When moderate is false (or no text was found), results is omitted and has_violations is false — you just get the extracted text.

Request fields

Field Type Notes
api_key string Optional in body; you can send X-API-Key instead
file_urls string[] Image or document URLs to read. At least one required, up to 5
moderate boolean Run the extracted text through your text checks. Defaults to true

Response fields

Field Type Description
text string Recognized text, concatenated across all files
has_text boolean True if any non-empty text was recognized
num_files number Number of files successfully read
has_violations boolean True if the moderated text tripped a check
results object The text-check results (see Text Analysis), present only when moderation ran and text was found
usage object api_requests_used, api_requests_limit, api_requests_remaining

The results object has the same shape as POST /api/v2/checkspamfinder, sentiment, language, badwords, and the top-level hits flag. See Text Analysis for the field details.

Usage limits

OCR is a paid-plan feature; each file you extract counts once against your OCR quota.

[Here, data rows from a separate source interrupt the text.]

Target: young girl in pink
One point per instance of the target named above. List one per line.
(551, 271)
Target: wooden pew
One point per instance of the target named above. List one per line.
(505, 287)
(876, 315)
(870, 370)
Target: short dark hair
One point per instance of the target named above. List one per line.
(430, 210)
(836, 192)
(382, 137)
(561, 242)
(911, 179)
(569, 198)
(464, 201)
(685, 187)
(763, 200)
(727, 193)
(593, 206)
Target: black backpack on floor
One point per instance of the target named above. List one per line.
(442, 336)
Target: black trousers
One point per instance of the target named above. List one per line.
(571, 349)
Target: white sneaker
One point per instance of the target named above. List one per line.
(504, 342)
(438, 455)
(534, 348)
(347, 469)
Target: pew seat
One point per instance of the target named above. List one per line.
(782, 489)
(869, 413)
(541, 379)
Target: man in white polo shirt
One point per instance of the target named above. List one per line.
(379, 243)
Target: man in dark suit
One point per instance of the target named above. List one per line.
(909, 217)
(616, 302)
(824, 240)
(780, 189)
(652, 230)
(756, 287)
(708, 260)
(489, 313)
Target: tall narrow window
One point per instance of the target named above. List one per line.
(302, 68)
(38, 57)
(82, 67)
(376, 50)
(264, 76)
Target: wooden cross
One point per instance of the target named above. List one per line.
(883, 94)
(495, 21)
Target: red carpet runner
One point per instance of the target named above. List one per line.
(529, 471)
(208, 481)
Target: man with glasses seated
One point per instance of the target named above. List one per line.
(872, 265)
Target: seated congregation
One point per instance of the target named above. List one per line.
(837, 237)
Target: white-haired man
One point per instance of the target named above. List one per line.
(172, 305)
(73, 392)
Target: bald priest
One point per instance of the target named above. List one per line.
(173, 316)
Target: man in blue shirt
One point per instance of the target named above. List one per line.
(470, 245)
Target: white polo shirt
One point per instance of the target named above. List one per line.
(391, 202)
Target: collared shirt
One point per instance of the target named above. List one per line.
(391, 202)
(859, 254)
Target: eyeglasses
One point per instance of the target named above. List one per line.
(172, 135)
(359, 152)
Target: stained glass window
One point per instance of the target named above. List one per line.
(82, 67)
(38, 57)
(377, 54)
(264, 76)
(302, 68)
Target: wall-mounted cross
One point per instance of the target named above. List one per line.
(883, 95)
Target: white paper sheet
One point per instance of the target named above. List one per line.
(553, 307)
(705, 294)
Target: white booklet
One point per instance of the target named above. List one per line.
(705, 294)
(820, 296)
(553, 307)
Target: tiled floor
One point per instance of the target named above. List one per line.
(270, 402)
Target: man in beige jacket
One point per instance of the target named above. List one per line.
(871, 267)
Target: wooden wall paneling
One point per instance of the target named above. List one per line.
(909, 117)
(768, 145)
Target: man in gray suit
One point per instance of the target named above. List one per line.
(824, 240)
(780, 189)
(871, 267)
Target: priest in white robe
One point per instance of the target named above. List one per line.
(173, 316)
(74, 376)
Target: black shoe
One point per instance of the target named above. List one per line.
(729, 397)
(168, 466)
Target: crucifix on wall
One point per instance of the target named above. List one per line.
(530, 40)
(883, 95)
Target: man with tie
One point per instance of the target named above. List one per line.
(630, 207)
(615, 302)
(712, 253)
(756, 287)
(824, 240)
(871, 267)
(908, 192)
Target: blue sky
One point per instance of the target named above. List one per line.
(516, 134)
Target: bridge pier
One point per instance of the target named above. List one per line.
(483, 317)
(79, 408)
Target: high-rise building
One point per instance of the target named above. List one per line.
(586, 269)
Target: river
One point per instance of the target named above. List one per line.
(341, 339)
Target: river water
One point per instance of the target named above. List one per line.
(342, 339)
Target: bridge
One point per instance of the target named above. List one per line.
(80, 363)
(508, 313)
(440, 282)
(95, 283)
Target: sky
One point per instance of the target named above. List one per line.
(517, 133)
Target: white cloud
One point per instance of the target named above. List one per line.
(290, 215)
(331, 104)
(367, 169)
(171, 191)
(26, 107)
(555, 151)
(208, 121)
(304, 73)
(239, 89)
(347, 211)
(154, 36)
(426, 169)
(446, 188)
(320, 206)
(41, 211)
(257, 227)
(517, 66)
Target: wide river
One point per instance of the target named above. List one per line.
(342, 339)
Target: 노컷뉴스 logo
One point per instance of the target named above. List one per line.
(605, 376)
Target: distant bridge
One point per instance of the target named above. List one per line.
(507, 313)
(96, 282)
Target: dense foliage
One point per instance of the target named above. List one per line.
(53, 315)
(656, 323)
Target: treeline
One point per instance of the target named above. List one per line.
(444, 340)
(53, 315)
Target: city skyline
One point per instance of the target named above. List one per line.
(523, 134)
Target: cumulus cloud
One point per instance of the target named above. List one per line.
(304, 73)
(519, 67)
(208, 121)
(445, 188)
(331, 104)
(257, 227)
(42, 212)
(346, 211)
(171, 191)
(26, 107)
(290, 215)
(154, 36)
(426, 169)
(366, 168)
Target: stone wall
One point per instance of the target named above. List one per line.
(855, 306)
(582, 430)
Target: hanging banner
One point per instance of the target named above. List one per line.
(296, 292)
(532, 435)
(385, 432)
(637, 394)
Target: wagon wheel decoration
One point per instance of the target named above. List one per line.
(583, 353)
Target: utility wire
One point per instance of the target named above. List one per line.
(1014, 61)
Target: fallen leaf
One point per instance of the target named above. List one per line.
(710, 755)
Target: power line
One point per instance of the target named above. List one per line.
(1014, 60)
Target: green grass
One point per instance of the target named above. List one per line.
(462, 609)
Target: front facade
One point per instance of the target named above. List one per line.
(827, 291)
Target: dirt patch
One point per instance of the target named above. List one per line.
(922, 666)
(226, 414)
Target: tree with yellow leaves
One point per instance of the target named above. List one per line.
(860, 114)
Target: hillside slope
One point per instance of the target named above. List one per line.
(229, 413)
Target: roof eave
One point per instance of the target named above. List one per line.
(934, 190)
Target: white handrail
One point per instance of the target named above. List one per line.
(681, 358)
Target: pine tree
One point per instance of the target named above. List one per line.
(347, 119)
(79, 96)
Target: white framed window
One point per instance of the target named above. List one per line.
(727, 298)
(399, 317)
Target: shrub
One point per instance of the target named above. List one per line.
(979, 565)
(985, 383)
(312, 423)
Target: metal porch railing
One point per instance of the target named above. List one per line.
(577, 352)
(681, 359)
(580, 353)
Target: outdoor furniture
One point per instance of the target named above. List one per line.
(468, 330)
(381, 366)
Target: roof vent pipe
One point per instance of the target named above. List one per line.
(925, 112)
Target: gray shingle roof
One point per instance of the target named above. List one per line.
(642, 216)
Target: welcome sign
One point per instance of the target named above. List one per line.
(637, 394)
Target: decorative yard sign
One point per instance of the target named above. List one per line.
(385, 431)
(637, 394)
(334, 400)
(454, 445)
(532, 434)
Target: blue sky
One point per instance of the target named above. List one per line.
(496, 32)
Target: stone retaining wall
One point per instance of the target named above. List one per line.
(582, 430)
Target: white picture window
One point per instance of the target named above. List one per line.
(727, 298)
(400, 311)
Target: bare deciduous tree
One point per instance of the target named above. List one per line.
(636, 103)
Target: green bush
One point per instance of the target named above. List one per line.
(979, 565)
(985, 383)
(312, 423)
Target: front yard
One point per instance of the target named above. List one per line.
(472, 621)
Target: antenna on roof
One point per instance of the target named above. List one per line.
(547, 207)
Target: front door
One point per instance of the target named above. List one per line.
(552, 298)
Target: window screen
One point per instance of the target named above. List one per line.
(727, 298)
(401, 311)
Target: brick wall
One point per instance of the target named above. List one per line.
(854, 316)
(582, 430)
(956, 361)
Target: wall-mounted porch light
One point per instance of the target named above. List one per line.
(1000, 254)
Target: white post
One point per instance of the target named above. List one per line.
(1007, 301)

Plan Monthly OCR Extractions Overage Rate
Basic Not available -
Gold 1,000 $0.0015/extraction
Platinum 2,000 $0.001275/extraction (15% discount)
Ultimate 4,000 $0.001125/extraction (25% discount)

If a project has no active subscription, OCR requests are denied.

Best practices

Moderate in one call

Leave moderate on (the default) when your goal is to catch policy violations in images. One OCR call both extracts the text and checks it, instead of an OCR call followed by a separate /check call.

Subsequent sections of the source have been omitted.